You should discuss it in terms of boundaries and setting a healthy balance for your family.  Maybe it’s even worth a family meeting during your parenting time, with your son, to discuss the family’s needs and how to balance them.  Maybe you agree to do some of the practices and/or trainings – say, two evenings a week and one morning – or you create a flexible schedule where you determine, week by week, what bandwidth you have given your other obligations.  There are no rules except that it needs to work for your family during your parenting time.

The mental load is a real thing for moms.  We’re working so hard, all the time, even at the things that seem invisible to our partners.  (It was Dr. Seuss day at my kid’s school today – talk about invisible mental load!)  If you can’t handle it, you shouldn’t feel obligated to do it.  You can’t push yourself past the point of exhaustion, or fail to meet the needs of your other kids, to support this.  Well, you probably can, because you’re a mom and you can do anything, but you have to ask yourself whether it’s actually a good idea.
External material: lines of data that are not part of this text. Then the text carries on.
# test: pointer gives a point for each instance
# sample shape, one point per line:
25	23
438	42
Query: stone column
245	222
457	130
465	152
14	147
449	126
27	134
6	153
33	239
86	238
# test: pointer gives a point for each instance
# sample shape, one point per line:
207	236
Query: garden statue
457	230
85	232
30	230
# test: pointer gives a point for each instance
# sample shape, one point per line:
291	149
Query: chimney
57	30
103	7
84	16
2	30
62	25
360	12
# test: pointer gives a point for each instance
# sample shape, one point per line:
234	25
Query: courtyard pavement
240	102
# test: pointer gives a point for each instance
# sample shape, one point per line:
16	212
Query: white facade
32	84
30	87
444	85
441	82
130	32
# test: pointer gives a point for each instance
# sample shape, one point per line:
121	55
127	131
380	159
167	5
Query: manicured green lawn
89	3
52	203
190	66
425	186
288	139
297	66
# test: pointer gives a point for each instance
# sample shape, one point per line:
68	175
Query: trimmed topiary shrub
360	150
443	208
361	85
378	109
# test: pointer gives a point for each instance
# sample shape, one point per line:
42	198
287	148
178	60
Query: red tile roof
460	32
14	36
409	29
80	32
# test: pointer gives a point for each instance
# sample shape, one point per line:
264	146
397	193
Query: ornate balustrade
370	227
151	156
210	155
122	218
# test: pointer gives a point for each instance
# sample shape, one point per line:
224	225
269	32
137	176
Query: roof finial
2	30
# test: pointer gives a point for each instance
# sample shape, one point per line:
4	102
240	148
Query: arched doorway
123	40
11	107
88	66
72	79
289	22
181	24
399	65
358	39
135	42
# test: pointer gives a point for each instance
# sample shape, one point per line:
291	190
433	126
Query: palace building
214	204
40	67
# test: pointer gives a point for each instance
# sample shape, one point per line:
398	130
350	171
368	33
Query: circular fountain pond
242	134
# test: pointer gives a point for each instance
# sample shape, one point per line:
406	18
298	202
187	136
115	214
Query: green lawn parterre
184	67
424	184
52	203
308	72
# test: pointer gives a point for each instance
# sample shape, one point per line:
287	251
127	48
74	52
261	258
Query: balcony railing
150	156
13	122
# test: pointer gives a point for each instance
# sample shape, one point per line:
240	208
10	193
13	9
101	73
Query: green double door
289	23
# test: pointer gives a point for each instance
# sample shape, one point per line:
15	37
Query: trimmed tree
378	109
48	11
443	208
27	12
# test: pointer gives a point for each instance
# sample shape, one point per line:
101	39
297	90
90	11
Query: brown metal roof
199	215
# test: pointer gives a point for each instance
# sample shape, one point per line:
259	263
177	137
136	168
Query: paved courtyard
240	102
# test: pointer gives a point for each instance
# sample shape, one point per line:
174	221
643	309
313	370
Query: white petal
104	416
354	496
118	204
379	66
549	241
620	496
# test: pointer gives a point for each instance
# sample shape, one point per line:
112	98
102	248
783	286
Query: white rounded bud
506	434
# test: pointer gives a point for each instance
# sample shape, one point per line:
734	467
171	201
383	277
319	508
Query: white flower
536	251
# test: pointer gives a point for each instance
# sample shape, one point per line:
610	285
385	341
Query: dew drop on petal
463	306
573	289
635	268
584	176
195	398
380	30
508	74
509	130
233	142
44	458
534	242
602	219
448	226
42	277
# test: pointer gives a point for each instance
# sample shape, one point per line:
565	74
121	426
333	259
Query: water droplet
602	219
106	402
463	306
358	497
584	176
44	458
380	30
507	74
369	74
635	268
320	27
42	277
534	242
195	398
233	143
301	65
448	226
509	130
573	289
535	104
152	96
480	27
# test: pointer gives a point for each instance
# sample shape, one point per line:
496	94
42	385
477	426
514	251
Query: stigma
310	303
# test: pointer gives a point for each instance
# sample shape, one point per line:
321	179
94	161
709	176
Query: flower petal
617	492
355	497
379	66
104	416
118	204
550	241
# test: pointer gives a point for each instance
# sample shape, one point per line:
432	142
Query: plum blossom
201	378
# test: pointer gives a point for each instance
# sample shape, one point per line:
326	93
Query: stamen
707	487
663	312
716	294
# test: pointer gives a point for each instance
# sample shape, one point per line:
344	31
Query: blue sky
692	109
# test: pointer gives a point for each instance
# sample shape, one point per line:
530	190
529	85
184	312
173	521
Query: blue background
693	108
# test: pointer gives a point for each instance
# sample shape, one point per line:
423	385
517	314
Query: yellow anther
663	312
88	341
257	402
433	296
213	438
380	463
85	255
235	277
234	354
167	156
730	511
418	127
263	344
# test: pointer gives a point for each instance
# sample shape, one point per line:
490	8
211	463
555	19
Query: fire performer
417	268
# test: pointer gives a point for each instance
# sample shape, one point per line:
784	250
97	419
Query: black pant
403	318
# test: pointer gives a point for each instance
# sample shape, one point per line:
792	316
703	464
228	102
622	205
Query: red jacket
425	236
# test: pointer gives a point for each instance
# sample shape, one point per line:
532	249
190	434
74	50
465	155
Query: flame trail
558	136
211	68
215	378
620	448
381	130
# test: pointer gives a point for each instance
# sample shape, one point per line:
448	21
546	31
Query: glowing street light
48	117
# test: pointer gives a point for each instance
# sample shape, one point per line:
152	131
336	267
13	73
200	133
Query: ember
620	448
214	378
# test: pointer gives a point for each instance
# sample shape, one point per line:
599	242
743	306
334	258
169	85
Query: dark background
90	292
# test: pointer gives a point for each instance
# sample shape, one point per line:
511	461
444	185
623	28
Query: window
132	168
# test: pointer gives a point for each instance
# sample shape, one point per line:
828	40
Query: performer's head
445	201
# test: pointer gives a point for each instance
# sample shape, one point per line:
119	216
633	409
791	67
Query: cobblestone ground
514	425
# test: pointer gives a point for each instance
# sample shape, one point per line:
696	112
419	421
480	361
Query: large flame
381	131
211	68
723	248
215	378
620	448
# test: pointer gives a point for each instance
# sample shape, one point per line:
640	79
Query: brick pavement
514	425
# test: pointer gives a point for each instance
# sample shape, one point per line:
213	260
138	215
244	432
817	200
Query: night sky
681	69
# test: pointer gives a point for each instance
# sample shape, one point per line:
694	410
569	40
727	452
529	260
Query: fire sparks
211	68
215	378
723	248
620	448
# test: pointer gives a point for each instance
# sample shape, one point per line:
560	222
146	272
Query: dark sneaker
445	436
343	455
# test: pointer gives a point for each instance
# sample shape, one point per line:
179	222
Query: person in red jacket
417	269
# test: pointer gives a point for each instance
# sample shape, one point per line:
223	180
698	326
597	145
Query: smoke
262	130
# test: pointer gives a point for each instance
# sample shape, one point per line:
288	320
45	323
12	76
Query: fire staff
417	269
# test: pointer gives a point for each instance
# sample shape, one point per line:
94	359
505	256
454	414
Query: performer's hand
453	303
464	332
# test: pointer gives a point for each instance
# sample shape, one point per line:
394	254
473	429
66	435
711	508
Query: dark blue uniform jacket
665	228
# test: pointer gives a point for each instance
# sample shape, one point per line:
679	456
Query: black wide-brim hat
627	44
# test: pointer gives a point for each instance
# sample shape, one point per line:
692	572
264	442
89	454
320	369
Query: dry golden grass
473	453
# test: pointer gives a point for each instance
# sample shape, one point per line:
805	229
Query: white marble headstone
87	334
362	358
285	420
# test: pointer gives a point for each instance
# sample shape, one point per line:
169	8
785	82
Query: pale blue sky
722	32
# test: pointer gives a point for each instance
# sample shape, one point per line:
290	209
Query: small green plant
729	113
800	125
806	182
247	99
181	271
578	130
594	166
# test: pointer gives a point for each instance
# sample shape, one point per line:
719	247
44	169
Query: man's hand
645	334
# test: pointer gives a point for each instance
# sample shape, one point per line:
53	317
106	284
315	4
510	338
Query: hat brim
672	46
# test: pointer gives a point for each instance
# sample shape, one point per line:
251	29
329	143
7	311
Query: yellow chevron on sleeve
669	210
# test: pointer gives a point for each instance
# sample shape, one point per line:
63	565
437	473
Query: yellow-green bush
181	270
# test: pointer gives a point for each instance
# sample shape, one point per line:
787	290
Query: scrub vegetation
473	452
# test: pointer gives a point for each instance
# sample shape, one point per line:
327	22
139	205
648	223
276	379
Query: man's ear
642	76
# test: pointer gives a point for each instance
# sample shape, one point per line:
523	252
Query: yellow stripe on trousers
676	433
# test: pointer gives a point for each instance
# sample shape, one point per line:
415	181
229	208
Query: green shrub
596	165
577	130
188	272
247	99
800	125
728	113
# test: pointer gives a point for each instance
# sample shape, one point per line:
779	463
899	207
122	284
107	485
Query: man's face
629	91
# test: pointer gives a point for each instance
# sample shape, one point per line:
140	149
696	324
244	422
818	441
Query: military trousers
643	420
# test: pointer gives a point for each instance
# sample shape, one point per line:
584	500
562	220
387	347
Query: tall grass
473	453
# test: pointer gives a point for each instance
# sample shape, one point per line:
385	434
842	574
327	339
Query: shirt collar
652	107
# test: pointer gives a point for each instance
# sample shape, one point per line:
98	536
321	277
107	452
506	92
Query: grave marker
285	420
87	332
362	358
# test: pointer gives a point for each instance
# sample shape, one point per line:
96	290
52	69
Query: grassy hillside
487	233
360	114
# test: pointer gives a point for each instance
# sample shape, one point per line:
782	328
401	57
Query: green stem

If you can’t do it, you can’t do it.  You don’t have to do it.  You could, potentially, allow your ex a chance to drive him or do the extra leg work during your parenting time, if it’s so important to him, but you could also just say no.  Or set limits.  Your son has to learn that he’s just one member of a much larger family and, although his needs are important, they are no more or less important than every single other family member.

It’s not easy, but it’s not being a bad mom to say that you can only go so far.  It’s being smart and it’s being fair.  Your child’s father may say unkind things about you, but don’t rise to his level.  Stay cool and level-headed.  If you choose your choice, you should be able to calmly and rationally discuss it.  (And, after a certain point, there’s no need to discuss at all.  You’ve made a choice for your parenting time, and it stands.)

Set healthy boundaries.  I know it’s not easy and no one ever taught us to do it.  But it will help you – and, by extension, your son (not to mention those other three kids) so much to see you do it.